A Complete History of My Sexual Failures is a 2008 British documentary film directed by Chris Waitt who also starred as the main character and composed some of the music. The film was part of the "World Cinema Documentary Competition" at the 2008 Sundance Film Festival.

==Synopsis==
Filmmaker Chris Waitt sets out on a quest to find out why his romantic relationships have ended in complete failure. Tracking down almost all of his former lovers, he finds a general resentment, stemming from his constant unreliability. He then sets out to test different approaches that will prepare him for true love, and a lasting relationship.

==Reception==
Reviews of the film were mixed, with Rotten Tomatoes giving the film 56%. Dennis Harvey, writing for Variety, was generally positive, and commended Waitt for his willingness "to appear a complete (though endearing) ass", while suspecting he was not quite as dumb as he appeared. The Independent, The Independent on Sunday, The Times, The Financial Times and The Sun all gave the movie four stars.

The Daily Telegraphs Mike McCahill, doubting the veracity of Waitt's story, concluded that "It's a display of gross bad faith both as documentarist and lover, and its subject probably deserves never to get laid again."

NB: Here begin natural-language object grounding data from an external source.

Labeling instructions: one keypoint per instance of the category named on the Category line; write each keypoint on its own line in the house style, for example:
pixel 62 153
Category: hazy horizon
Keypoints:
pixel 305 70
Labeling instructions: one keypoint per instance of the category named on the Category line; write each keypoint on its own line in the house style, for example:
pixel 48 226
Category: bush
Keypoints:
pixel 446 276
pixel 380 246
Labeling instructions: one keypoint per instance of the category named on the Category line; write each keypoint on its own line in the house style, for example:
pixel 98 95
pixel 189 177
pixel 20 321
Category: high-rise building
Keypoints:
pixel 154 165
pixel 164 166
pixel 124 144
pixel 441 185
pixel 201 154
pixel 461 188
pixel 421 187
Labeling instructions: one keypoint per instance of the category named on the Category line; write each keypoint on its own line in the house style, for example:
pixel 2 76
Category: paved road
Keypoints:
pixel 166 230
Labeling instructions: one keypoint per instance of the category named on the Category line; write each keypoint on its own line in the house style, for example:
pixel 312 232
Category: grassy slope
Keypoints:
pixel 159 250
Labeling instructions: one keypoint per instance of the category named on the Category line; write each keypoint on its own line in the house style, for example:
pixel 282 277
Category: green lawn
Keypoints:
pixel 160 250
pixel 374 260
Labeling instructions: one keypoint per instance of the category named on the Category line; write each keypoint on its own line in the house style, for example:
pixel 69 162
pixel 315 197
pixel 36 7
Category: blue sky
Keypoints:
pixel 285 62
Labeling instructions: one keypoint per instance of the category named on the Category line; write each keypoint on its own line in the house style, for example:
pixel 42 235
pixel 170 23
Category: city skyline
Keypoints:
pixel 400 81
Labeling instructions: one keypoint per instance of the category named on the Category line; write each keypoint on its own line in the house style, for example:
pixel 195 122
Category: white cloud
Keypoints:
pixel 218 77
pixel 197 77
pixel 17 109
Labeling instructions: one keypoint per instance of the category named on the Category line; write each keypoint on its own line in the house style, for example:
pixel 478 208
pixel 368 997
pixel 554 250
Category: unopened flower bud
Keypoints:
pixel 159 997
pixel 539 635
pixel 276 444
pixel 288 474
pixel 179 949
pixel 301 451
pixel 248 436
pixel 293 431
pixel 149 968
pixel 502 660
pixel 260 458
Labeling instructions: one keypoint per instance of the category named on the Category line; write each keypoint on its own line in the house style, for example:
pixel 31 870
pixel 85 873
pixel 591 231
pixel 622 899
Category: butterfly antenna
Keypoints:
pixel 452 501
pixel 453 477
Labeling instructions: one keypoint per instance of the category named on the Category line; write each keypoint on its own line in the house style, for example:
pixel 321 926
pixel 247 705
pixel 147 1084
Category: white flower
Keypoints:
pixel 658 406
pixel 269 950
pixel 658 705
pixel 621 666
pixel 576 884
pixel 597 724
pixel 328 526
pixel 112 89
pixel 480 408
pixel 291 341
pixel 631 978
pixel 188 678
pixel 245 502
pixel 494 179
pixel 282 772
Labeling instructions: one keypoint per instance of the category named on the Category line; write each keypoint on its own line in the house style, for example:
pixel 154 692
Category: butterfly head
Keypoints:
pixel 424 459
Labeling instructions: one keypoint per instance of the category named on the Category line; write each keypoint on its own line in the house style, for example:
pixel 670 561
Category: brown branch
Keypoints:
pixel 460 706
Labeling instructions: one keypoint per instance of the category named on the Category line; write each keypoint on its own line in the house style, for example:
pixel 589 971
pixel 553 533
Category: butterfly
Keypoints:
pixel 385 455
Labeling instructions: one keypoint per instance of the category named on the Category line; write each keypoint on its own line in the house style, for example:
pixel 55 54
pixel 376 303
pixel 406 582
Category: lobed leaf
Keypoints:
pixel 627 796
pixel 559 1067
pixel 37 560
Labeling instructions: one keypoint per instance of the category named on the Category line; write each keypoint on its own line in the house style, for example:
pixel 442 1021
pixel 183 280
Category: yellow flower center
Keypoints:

On the other hand, Toby Young writing in The Independent, despite thinking that "If Waitt was an employee of the BBC he'd be dragged before a series of committees before being tossed into the street" nonetheless concluded that "this doesn't matter at all" as the film was "so funny I thought I would pass out".

==Remake==
In March 2009, Variety announced that Universal Pictures had bought the remake rights for the movie, and intend to produce a narrative feature remake to be directed by Jay Roach, and produced by Neal Moritz from a script by Jay Reiss. Chris Waitt and Henry Trotter (producer of the original documentary) will executive produce.